Out-of-hospital births are births outside a hospital setting, including births in a home, a birthing center, a clinic, a doctor's office or another location. The CDC said the number of U.S. non-hospital birthing centers increased from 170 in 2004 to 248 in January 2013. Still, 13 states did not have a birthing center as of the latest count.
The American Academy of Pediatrics (AAP) issued a statement in April 2013 urging doctors to listen to women who may want to give birth at home. It did not advise against home births, but said if it was done, there should be arrangements with a local medical facility in case of an emergency.
"More people are talking about midwifery birth and having their experience as they would like to have it," Lynn Johnson, midwife and administrator of Women's and Children's Services at Huntington Hospital in New York, told HealthDay.
However, an editorial in The Lancet in 2010 commented that babies born at home were twice as likely to die than those born in a hospital. The piece also mentioned that home births were linked to less bleeding and shorter recovery times for the mother.
Of the out-of-hospital births that occurred in 2012, 66 percent happened at home and 29 percent happened at a freestanding birthing center. Five percent of babies were delivered in a clinic, doctor's office or other location.
Though home births only increased 0.05 percent between 2011 and 2012, it is notable since the rate has steadily gone up a little less than 1 percent since 2004.

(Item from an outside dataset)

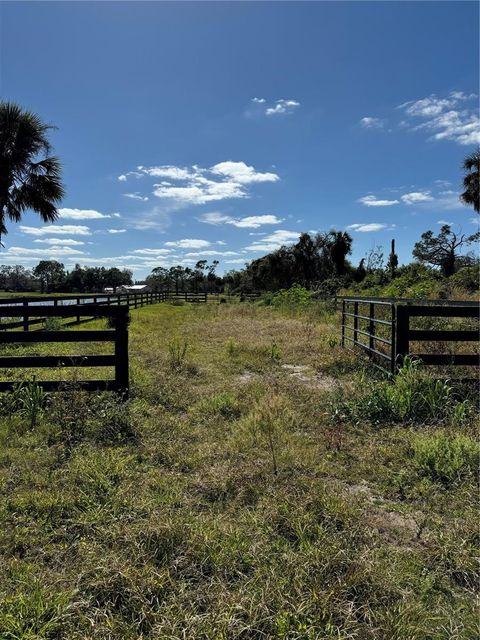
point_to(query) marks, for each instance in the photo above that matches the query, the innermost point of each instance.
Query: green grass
(235, 497)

Alaska, Montana, Oregon, Washington, Idaho and Pennsylvania led the nation in out-of-hospital births in 2012. Forty-five percent of states had significant increases between 2004 and 2012, with 27 states reporting 50 percent or more out-of-hospital births that previously recorded.
Non-Hispanic white women were two to four times more likely to give birth out-of-hospital compared to other racial and ethnic groups. About one out of 49 births in this group during 2012 were not in a hospital. Asian or Pacific Islander women also showed a significant increase in out-of-hospital births between 2011 and 2012.
Between 2004 and 2012, out-of-hospital births went up 1.2 percent to 2.05 percent for non-Hispanic white women, accounting for 89 percent of the total increase during that time period. Hispanic women had the highest proportion of out-of-hospital births in the 1990s, but the lowest proportion in 2012.
Interestingly, women who gave birth in a non-hospital setting tended to have fewer risks than those who opted for the hospital.
"Compared with hospital births, home and birthing center births tended to have lower risk profiles, with fewer births to teen mothers and fewer preterm, low birthweight, and multiple births," the CDC noted.
However, 19 percent of out-of-hospital births were among mothers over 35, which is considered to be a higher risk pregnancy. Only 14.9 percent of hospital births were moms in this age group.